Here you can see that the taxon only occurs at times where the water depth is favorable for it. Around 2 Myr, the water depth is too shallow, and the fossil abundance is reduced.

With the basic niche modeling done, we can incorporate it into our modeling pipeline to examine the joint effects of stratigraphic distortion by age-depth models and niche preferences.

p3(rate = 300, from = min_time(adm_2km), to = max_time(adm_2km)) |> # model occurrences based on constant rate
  apply_niche(niche_def = my_niche, gc = gc) |>                     # apply niche model
  time_to_strat(adm_2km, destructive = TRUE) |>                     # transform into strat. domain, destroy fossils that coincide with hiatuses 
  hist(xlab = "Stratigraphic height [m]",                           # plot results
       main = "Fossil abundance 2 km from shore",
       ylab = "# Fossils",
       breaks = seq(from = min_height(adm_2km), to = max_height(adm_2km), length.out = 40))

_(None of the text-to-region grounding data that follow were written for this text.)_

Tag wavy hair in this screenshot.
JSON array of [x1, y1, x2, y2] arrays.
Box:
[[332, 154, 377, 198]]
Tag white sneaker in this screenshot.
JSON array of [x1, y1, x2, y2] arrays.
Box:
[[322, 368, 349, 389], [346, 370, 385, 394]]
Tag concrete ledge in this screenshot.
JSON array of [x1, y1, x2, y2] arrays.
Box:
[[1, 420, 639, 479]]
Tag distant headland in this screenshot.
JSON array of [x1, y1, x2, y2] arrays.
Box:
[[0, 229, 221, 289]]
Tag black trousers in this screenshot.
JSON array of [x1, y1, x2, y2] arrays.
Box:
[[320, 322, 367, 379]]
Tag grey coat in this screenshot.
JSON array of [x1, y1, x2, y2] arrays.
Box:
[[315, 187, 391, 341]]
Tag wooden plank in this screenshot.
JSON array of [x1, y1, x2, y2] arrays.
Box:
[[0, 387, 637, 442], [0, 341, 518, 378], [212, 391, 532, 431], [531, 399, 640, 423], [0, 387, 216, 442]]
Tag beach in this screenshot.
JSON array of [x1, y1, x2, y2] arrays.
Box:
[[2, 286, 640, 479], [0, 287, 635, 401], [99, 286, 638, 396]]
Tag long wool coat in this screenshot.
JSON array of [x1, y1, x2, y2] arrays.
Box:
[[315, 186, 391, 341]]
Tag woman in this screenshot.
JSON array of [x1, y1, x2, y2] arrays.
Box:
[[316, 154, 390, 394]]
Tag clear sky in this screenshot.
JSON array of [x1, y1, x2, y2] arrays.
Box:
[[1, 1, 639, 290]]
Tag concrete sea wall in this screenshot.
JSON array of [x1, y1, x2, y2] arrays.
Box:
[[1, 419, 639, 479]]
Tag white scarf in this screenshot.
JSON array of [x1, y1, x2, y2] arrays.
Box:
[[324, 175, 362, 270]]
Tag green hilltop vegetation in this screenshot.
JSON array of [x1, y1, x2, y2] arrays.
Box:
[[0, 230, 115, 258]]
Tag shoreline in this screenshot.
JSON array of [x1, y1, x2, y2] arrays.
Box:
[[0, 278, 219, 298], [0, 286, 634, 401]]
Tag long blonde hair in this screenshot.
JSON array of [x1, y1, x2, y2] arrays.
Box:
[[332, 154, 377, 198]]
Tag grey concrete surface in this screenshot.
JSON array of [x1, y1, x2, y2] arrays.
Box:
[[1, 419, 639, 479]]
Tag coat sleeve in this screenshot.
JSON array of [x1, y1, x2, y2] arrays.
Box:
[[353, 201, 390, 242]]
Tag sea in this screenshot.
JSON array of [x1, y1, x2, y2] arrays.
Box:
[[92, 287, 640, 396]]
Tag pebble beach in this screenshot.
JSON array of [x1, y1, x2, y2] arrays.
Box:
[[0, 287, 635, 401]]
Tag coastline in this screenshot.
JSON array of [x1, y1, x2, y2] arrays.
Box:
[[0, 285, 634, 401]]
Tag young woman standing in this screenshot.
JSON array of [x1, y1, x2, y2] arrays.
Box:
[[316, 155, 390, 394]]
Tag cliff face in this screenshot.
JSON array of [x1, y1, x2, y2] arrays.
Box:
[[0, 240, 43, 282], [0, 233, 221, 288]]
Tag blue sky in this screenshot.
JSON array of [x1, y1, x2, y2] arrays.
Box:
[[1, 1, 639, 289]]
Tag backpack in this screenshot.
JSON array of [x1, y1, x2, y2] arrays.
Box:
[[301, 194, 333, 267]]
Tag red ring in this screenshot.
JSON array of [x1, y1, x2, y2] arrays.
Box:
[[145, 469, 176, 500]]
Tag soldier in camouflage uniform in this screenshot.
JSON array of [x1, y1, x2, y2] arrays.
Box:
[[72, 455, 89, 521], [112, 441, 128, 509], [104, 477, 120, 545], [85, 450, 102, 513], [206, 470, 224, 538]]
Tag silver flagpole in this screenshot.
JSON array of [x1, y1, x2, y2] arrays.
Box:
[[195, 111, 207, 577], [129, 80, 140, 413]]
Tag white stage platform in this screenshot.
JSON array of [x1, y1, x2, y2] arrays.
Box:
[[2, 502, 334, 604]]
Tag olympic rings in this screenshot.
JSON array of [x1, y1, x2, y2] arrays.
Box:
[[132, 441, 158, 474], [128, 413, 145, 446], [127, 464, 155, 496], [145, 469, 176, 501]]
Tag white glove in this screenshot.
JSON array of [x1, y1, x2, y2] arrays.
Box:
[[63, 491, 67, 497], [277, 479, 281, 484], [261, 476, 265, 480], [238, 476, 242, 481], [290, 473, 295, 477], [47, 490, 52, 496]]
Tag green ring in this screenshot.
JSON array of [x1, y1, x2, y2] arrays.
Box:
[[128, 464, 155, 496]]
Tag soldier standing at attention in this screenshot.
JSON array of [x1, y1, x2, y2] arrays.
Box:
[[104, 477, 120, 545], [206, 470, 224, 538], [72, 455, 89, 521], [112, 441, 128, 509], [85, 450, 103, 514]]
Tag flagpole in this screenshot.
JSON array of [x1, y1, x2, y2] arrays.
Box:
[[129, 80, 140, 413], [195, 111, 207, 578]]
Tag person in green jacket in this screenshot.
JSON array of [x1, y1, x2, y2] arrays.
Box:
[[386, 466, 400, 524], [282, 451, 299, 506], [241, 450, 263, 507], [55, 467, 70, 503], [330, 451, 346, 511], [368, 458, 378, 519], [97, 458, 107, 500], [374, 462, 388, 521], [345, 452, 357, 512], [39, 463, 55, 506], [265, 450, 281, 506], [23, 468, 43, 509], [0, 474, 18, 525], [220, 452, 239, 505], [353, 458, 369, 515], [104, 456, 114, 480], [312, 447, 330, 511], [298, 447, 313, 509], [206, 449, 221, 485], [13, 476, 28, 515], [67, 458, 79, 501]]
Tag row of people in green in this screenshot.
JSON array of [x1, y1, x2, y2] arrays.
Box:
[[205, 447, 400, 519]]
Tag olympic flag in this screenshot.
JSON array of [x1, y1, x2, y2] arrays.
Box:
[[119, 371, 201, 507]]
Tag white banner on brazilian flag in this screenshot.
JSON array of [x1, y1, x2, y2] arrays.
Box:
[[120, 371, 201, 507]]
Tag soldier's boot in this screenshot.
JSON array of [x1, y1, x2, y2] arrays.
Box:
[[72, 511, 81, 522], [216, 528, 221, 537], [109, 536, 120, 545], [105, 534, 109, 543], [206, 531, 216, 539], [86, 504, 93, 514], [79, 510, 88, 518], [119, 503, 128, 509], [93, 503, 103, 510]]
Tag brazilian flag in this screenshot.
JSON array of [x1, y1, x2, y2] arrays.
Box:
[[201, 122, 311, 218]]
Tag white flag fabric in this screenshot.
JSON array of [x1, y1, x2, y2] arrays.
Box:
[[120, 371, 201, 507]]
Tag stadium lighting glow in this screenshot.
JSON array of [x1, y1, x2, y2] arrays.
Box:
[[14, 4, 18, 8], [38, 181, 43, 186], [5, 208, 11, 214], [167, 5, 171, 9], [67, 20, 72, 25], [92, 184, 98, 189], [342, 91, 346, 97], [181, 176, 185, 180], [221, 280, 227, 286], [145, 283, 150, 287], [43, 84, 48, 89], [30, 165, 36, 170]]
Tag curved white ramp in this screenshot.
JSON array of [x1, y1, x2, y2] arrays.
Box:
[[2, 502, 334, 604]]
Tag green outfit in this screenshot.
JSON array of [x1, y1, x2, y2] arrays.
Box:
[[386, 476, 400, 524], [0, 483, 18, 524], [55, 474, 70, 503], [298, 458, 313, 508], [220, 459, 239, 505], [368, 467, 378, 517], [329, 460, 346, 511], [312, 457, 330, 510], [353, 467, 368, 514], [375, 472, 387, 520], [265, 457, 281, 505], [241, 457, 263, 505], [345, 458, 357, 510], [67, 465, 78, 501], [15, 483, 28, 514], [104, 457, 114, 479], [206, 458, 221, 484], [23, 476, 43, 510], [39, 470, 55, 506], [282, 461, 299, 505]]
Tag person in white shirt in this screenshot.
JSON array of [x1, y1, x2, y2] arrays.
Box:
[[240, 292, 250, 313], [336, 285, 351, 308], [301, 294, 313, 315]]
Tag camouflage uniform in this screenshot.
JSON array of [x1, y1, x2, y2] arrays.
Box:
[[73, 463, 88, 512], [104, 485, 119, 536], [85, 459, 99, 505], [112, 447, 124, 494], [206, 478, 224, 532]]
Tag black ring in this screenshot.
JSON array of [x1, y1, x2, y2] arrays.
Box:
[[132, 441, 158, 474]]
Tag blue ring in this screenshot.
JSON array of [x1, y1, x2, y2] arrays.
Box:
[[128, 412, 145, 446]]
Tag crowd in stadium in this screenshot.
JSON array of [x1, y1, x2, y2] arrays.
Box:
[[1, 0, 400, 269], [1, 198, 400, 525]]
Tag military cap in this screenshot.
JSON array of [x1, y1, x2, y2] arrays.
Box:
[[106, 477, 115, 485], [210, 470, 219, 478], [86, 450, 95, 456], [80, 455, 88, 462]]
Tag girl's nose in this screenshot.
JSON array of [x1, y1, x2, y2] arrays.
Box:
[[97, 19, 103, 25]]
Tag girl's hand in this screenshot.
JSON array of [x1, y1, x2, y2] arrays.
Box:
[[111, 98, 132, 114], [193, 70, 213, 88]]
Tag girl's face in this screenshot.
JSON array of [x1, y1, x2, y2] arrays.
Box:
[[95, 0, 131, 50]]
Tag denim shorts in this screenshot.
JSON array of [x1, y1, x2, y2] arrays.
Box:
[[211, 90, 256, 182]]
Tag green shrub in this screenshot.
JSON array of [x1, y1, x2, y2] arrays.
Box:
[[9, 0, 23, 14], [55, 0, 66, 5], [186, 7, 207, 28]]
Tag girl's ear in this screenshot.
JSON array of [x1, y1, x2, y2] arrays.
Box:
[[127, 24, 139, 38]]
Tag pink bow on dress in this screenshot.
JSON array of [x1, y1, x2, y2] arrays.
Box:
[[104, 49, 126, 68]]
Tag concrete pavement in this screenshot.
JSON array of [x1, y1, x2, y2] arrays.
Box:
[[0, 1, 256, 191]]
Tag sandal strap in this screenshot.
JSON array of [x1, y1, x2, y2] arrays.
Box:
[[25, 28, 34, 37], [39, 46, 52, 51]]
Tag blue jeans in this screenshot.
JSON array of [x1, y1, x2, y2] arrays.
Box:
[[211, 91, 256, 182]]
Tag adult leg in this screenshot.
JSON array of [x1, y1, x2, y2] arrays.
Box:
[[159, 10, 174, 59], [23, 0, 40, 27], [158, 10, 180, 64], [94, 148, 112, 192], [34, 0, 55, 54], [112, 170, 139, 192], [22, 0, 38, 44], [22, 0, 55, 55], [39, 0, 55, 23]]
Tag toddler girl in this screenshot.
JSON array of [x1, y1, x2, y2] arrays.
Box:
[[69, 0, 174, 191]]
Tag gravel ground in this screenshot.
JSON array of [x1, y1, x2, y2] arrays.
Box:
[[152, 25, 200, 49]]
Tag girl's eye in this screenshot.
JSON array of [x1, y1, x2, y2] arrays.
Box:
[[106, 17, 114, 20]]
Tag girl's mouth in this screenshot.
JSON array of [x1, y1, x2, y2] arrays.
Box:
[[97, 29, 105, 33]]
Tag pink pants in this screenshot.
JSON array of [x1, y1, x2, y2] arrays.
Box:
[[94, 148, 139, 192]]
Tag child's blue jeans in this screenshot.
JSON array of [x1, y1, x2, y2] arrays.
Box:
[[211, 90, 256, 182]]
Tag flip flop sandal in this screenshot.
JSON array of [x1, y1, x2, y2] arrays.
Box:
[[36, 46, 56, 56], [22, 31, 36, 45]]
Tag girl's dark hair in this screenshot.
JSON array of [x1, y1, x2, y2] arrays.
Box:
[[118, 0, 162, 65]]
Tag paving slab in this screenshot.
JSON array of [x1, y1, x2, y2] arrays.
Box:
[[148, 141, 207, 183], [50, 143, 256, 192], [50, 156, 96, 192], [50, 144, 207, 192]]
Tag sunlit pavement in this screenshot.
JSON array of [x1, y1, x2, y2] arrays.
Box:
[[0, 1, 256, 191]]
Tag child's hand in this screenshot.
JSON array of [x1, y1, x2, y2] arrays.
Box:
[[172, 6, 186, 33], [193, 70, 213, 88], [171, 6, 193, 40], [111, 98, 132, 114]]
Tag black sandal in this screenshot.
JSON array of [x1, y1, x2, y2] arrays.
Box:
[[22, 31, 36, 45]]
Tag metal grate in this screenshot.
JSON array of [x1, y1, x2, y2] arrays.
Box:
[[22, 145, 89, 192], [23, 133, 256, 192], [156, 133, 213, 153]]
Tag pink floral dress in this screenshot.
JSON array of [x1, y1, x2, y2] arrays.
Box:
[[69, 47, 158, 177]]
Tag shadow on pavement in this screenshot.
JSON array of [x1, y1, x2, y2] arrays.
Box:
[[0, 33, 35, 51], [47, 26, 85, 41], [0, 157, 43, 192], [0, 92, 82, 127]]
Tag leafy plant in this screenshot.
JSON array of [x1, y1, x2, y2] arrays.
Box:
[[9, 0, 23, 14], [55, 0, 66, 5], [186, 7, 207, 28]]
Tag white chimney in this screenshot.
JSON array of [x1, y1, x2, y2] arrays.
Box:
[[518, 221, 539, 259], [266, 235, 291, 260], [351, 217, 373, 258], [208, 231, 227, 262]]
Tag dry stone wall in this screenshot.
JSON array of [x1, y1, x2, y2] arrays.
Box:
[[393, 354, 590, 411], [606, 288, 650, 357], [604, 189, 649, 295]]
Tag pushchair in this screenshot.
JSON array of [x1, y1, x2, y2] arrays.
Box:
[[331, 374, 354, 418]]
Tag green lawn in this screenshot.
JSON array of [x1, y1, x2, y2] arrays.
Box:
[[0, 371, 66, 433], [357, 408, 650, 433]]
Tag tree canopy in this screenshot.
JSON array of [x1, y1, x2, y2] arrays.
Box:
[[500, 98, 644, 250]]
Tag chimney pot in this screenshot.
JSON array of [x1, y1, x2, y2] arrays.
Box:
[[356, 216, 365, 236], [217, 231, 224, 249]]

fossil abundance in the stratigraphic domain, with incorporation of niche modeling.

You can see a general decrease in fossil abundance, but in contrast to the time domain, no prolonged intervals without the fossil are visible. This is because the gaps in fossil abundance in the time domain coincide with hiatuses, and will thus not be visible in the stratigraphic domain. The decrease in fossil abundance seen here is because the carbonate platform stratigraphy used here is characterized by continuous growth of carbonates, which fill in the available accommodation space, thus reducing the water depth over time. This is a typical scenario in many carbonate platforms, but other scenarios are possible.

list("t" = t, "y" = wd) |>    # create list with time - water depth information
  time_to_strat(adm_2km) |>   # transform into the strat. domain
  plot(orientation = "lr",    # plot water depth information in the stratigraphic domain
       type = "l",
       xlab = "Stratigraphic position [m]",
       ylab = "Water depth [m]",
       main = "Water depth in section 2 km from shore")

water depth 2 km from shore expressed in the stratigraphic domain.

Task: How does the effect of niche preference change across the onshore-offshore gradient? There is a dependency between stratigraphic effects (gaps, changes in sedimentation rate) and water depth/eustatic sea level. Does linking ecology to water depth strengthen or weaken the effects of stratigraphic distortions examined in section “stratigraphic distortions of event type data”?